- Born: September 25, 1899 LaPorte City, Iowa
- Died: July 7, 1988 (aged 88)
- Education: University of Oregon University of Iowa
- Scientific career
- Fields: Botany
- Workplaces: Willamette University Albion College Michigan State University University of Montana
- Author abbrev. (botany): Prescott

= Gerald Webber Prescott =

American botanist

Gerald Webber Prescott (September 25, 1899 – July 7, 1988) was an American botanist, phycologist, and professor.

==Career==
After serving in World War I, Prescott studied botany at the University of Oregon, earning his B.S. in 1923. He pursued an M.A. from the University of Iowa, which he received in 1926. He continued his studies at Iowa and earned his Ph.D. in 1928.

After receiving his Ph.D., Prescott served as an associate professor at Willamette University from 1928 to 1929, and at Albion College from 1929 to 1946. In 1946, he went on to become a professor of botany at Michigan State College. His areas of research included limnology and phycology. He remained there until his retirement in 1968. Much of his retirement was spent as Resident Biologist at the Flathead Lake Biological Station.

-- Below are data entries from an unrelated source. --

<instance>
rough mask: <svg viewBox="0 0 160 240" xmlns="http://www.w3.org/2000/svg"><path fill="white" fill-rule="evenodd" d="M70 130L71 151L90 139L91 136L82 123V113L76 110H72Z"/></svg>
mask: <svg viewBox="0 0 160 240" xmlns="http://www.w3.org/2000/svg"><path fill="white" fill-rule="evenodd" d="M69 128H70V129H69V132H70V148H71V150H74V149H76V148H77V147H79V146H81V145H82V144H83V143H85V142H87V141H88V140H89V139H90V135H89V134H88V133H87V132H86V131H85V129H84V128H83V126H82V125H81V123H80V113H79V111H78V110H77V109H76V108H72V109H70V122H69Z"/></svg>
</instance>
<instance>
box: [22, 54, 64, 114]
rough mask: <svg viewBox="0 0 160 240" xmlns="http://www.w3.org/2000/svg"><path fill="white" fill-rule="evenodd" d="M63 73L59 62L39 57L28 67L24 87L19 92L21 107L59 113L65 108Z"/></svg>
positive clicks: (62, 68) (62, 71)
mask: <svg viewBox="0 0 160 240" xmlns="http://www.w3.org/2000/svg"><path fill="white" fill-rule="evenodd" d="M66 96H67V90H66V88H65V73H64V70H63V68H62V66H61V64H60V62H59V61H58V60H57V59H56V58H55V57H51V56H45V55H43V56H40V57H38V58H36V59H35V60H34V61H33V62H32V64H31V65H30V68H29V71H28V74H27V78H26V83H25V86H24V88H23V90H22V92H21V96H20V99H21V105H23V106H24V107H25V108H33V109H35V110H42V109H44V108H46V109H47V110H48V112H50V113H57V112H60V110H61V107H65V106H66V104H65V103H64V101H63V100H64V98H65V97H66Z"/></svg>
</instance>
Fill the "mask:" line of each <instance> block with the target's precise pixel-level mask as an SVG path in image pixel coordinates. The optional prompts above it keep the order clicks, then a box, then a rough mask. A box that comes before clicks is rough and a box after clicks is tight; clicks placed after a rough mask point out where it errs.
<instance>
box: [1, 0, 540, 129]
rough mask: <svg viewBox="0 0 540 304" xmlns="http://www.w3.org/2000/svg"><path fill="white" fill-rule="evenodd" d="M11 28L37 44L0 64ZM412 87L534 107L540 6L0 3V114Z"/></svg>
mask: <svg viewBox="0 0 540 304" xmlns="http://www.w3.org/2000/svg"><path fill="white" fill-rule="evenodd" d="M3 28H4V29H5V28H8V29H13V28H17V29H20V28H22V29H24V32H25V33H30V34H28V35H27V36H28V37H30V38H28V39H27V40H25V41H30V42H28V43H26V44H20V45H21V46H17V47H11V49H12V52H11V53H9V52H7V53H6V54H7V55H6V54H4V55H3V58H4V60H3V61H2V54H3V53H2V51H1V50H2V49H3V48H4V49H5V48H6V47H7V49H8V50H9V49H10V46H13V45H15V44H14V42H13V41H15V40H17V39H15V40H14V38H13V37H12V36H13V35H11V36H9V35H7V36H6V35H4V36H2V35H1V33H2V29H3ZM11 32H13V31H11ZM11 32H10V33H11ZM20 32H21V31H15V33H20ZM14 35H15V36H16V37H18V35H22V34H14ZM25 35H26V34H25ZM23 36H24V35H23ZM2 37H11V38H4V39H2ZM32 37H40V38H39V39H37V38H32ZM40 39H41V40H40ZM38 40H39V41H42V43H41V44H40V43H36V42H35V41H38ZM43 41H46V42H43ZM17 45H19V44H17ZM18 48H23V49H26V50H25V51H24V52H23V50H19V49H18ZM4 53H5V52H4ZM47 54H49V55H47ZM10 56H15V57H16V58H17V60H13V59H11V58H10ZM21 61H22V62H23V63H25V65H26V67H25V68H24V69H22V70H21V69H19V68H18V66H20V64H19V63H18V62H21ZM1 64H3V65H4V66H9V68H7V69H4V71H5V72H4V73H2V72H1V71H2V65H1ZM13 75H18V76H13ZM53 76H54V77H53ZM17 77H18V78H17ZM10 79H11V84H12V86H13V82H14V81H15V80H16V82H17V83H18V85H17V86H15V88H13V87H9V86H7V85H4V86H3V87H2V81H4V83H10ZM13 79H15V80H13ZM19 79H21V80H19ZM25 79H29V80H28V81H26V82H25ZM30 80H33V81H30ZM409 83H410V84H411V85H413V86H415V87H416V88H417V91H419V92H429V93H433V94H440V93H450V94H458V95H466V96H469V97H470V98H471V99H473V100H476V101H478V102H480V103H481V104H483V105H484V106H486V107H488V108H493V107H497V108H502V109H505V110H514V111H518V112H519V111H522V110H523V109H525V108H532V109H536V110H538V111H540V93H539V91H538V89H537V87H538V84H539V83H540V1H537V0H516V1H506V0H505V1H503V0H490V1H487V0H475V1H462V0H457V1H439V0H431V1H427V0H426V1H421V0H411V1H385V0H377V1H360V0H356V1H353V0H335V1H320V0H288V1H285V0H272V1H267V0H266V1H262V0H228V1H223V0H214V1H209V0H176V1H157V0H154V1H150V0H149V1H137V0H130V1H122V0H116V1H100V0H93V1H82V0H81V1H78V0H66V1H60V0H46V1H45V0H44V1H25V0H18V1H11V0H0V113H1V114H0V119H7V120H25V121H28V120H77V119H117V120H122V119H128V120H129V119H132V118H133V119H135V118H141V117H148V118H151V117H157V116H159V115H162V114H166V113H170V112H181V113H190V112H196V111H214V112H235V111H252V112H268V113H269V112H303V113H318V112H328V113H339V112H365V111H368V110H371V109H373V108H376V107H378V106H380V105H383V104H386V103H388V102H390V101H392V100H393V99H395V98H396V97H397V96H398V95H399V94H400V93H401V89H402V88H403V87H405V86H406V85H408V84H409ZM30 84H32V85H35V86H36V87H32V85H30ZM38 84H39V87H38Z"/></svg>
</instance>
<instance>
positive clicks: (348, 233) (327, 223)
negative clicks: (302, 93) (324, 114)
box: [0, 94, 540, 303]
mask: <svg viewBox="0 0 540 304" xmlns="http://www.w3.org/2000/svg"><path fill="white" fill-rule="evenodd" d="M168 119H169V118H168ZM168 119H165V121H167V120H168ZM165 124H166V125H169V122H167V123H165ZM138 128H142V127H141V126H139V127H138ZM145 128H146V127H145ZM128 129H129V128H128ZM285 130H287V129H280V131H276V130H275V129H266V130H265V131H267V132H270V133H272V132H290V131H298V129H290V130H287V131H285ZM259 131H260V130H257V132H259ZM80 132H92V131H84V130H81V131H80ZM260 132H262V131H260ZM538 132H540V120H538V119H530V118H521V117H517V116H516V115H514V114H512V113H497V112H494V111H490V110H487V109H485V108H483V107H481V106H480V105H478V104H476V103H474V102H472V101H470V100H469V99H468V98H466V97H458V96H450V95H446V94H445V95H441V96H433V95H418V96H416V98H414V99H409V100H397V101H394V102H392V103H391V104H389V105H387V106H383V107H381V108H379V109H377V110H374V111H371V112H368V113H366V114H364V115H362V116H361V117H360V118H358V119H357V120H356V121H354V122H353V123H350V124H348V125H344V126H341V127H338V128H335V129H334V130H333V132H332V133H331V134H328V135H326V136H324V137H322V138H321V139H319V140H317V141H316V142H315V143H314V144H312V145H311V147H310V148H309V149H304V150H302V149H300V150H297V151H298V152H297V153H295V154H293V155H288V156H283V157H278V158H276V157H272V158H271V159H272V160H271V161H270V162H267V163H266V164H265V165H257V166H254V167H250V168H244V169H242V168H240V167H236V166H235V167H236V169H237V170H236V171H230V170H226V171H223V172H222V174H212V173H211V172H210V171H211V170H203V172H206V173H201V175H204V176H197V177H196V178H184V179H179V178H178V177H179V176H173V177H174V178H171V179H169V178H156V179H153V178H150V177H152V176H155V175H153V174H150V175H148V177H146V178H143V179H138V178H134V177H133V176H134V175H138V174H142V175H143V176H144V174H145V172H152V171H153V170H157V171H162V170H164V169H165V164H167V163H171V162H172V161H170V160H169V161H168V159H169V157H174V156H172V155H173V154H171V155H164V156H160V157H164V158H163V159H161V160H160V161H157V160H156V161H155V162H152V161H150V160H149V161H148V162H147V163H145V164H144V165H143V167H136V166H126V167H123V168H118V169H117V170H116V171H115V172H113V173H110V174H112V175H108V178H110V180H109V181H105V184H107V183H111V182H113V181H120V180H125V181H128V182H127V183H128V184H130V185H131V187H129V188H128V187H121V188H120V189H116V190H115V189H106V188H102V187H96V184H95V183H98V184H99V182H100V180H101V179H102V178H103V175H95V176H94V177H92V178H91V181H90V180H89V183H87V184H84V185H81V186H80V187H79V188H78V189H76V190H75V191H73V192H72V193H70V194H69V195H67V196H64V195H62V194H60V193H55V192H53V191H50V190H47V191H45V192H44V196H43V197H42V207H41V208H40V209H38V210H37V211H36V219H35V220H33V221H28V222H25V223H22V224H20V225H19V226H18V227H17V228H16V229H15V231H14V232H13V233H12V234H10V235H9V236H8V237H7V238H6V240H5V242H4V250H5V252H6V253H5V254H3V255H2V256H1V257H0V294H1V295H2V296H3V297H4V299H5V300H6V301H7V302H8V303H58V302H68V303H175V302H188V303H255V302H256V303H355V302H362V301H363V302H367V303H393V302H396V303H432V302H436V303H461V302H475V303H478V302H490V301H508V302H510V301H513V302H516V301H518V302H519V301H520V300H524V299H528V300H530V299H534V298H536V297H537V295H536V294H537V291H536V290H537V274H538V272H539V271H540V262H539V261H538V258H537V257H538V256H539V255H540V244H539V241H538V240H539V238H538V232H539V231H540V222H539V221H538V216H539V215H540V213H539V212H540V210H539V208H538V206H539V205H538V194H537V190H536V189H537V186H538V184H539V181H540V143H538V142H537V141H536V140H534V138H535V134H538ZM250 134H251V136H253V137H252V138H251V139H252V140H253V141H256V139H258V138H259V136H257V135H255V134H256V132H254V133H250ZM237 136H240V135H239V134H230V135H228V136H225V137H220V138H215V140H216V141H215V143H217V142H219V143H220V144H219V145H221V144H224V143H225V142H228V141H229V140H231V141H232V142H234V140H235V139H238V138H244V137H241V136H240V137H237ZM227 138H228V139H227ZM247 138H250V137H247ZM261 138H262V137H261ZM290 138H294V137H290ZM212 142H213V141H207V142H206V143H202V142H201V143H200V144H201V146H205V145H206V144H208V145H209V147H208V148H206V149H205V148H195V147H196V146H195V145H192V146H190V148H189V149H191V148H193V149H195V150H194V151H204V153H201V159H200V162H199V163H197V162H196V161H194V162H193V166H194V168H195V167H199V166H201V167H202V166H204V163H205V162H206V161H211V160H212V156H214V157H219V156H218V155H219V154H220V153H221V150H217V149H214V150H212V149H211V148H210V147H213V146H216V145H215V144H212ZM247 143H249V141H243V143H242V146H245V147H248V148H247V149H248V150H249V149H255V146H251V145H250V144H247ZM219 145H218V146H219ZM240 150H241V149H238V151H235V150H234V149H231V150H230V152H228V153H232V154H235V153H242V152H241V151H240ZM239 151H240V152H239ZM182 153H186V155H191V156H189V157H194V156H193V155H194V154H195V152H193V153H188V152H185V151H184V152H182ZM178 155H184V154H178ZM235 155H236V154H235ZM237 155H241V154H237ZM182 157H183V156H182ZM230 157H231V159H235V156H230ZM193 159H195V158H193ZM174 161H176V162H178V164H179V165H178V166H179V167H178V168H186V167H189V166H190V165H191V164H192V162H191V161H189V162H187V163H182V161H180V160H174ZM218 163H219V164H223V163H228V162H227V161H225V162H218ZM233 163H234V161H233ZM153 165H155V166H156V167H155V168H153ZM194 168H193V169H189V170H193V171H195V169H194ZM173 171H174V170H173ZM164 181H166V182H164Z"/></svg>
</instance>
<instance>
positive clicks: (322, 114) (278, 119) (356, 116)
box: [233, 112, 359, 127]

Prescott took part in the Cinchona Missions in Ecuador to help gather quinine to treat malaria in the armed forces during WWII.

Prescott served as president of the Phycological Society of America in 1954, the Association for the Sciences of Limnology and Oceanography in 1965, and the American Microscopical Society in 1968.

==Legacy==
The Phycological Society of America gives out the Gerald W. Prescott Award to recognize a published book or monograph devoted to phycology, as determined by the G.W. Prescott Award Committee. The algal genus Prescottiella is named after him.